Hier laten we zien hoe u de rollout restart-opdracht gebruikt om Kubernetes-pods opnieuw op te starten:

> kubectl-implementatie herstart implementatie eerste implementatie -n demo-naamruimte

De controller krijgt de opdracht om elke pod afzonderlijk uit te roeien door het commando. Vervolgens worden nieuwe pods opgeschaald met behulp van de ReplicaSet. Dit proces gaat door totdat elke nieuwe pod recenter is dan elke huidige pod wanneer de controller wordt hervat.

De Delete Pod-opdracht

In deze sectie wordt beschreven hoe u de opdracht Remove gebruikt om Kubernetes-pods opnieuw op te starten. U ziet dat we de volgende opdracht hebben gebruikt om het pod-API-object in deze afbeelding te verwijderen:

. > kubectl delete pod eerste pod -n demo_namespace

De verwachte wordt tegengesproken door het pod-object te verwijderen omdat de Kubernetes API declaratief is. Om de consistentie met de verwachte te behouden, wordt de pod daarom opnieuw gemaakt.

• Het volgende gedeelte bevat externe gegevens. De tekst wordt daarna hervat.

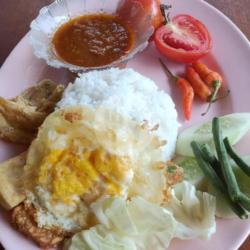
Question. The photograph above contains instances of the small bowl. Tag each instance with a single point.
(51, 17)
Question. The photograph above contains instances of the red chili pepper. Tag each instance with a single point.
(212, 79)
(207, 75)
(200, 88)
(186, 89)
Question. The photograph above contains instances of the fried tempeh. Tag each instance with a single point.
(11, 183)
(21, 116)
(24, 218)
(11, 134)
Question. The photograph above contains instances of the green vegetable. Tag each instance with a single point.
(212, 160)
(223, 210)
(234, 126)
(232, 185)
(237, 159)
(216, 181)
(192, 171)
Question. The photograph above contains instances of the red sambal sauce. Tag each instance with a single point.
(93, 40)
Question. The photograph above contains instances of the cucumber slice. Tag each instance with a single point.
(234, 126)
(192, 172)
(222, 209)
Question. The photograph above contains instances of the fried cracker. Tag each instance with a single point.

Er kan één pod tegelijk opnieuw worden opgestart met de vorige opdracht. Raadpleeg de bijgevoegde opdracht om verschillende pods opnieuw te starten:

> kubectl delete replicaset pods-multiple-n demo_namespace

De bovengenoemde opdracht start elke pod opnieuw door de volledige ReplicaSet van pods te verwijderen en deze vervolgens helemaal opnieuw te maken.

Gevolgtrekking

Dit bericht bevatte informatie over de verschillende herstartbeleidsregels van Kubernetes. We illustreerden elke fase met behulp van voorbeeldvoorbeelden. Probeer ook deze opdrachten uit en kijk welke uitvoer ze genereren.